ということで、上記のコードを実行した出力結果は、以下の通り。生成されたテキストは、いずれも同じだった。

■ プロンプト
USER: 次の英文を日本語に訳してください。
Speculative execution for large language models (LLMs) is a technique that aims to accelerate the inference of generative LLMs by predicting multiple output tokens in parallel using smaller models, and then verifying them with the LLM. This reduces the latency and computational cost of the LLM inference, which normally relies on an auto-regressive decoding process that generates one token at a time.
ASSISTANT: 日本語訳は次の通りです。
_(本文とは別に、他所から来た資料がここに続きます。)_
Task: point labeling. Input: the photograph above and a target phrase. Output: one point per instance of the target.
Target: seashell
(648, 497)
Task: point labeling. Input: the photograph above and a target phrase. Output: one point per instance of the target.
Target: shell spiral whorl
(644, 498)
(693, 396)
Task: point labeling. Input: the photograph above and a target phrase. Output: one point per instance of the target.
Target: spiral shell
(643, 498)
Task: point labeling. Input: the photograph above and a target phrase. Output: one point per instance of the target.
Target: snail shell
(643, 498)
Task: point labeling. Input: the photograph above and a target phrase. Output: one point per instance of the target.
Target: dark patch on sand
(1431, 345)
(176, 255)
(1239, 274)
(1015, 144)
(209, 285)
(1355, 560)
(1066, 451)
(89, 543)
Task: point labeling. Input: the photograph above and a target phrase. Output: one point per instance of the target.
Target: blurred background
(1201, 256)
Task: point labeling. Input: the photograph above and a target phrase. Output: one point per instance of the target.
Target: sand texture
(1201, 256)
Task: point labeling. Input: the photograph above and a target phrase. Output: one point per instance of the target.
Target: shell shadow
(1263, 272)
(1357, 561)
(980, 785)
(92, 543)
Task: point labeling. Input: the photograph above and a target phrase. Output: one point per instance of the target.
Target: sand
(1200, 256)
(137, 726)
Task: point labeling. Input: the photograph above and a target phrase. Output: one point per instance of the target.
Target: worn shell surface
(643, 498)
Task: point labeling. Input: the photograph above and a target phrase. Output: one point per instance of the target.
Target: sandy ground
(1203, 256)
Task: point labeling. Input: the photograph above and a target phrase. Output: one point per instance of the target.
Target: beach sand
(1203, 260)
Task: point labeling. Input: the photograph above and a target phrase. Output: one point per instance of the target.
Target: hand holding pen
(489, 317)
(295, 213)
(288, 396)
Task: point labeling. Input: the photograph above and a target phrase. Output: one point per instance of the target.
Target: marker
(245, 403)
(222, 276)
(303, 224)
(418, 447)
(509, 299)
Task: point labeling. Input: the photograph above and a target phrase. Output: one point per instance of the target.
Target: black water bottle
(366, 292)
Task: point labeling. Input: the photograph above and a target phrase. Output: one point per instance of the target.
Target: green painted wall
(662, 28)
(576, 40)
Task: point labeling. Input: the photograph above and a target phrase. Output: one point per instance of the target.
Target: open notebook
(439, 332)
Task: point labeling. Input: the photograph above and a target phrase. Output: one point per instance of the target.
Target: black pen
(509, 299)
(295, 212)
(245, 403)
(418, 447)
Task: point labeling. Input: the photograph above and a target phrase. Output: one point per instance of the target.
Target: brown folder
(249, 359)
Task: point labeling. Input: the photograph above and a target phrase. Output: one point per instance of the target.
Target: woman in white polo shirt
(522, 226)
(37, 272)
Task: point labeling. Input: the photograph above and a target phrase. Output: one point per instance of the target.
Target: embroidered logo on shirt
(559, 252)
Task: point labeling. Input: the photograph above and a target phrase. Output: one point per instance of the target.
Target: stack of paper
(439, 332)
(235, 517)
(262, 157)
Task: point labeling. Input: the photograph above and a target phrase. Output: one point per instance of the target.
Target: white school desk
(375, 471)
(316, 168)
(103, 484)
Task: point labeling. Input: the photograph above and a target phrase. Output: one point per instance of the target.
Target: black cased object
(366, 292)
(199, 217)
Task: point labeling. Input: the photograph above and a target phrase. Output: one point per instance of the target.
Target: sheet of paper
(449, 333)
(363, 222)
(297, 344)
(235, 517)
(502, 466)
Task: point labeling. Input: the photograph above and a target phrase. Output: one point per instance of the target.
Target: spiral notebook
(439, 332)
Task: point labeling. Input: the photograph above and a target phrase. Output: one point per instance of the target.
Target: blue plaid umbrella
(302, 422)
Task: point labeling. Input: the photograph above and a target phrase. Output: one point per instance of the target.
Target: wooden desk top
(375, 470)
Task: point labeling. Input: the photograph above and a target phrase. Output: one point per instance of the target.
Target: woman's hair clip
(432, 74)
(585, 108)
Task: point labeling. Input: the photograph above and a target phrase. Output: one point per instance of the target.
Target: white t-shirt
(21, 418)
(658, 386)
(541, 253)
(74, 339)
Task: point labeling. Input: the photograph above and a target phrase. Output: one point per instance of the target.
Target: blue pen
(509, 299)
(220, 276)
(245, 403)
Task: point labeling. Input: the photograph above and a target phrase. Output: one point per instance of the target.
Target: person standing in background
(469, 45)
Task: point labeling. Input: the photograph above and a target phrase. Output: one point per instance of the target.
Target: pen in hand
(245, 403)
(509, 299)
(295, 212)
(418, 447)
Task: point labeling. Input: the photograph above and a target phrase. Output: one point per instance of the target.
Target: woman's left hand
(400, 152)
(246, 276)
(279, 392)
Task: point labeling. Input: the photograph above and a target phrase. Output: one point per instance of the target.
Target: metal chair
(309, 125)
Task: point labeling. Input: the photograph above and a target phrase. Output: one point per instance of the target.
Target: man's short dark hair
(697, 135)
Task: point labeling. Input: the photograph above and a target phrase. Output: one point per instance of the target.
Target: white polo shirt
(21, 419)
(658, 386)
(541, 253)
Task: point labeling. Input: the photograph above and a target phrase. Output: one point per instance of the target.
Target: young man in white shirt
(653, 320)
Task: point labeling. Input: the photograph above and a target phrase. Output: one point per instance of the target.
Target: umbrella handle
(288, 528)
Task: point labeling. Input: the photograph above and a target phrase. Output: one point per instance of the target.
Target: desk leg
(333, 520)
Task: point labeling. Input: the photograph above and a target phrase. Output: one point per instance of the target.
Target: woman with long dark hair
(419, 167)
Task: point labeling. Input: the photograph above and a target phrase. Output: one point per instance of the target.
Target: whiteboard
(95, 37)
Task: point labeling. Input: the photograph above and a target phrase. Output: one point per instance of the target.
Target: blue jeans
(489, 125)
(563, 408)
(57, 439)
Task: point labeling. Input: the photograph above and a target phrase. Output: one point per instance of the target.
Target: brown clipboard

「

■ 70Bモデル単体の場合の出力
大規模言語モデル（LLM）のための推測実行は、生成的なLLMの推論を高速化するために、小さなモデルを使用して複数の出力トークンを並列で予測し、それらをLLMで検証する技術です。これにより、通常は一度に1つのトークンを生成する自己回帰的デコードプロセスに頼っているLLMの推論の遅延と計算コストが低減されます。」

※1.38 tokens per second

■ 70Bモデル＋13Bモデルの投機的サンプリングによる出力
大規模言語モデル（LLM）のための推測実行は、生成的なLLMの推論を高速化するために、小さなモデルを使用して複数の出力トークンを並列で予測し、それらをLLMで検証する技術です。これにより、通常は一度に1つのトークンを生成する自己回帰的デコードプロセスに頼っているLLMの推論の遅延と計算コストが低減されます。」

※0.885 tokens per second
※accept = 63.333%

この例では1.38トークン秒→0.89トークン秒と、投機的サンプリングを噛ませることで逆に生成速度が低下した。
「accept」は、13Bモデルが提案したトークン候補のうち、70Bモデルが実際に採用したトークンの比率。この場合は採用率63.3%。
上記以外の例文でも和訳タスクを試してみたが、だいたい1トークン秒くらい。ということで、今回は投機的サンプリングの効果は得られず。

感想

今回試した条件だとacceptはだいたい6割-7割くらいで、これは別に悪い数字ではなさそう（？）
公式サンプルでは、34BモデルのF16（70GB）と7Bモデルの4bit量子化（4GB）を組み合わせていて、モデルサイズの差が15倍以上ある。
今回試したのは70Bモデルの3bit量子化（33GB）と13Bモデルの3bit量子化（6.3GB）で、5倍ほどしかなかった。
組み合わせるモデルサイズの差が十分大きくないと、投機的サンプリングの効果は得られにくいのかも。
「Speculative Sampling」「Speculative Decoding」はホットな技術らしく、とりあえずふわっと把握できてよかった。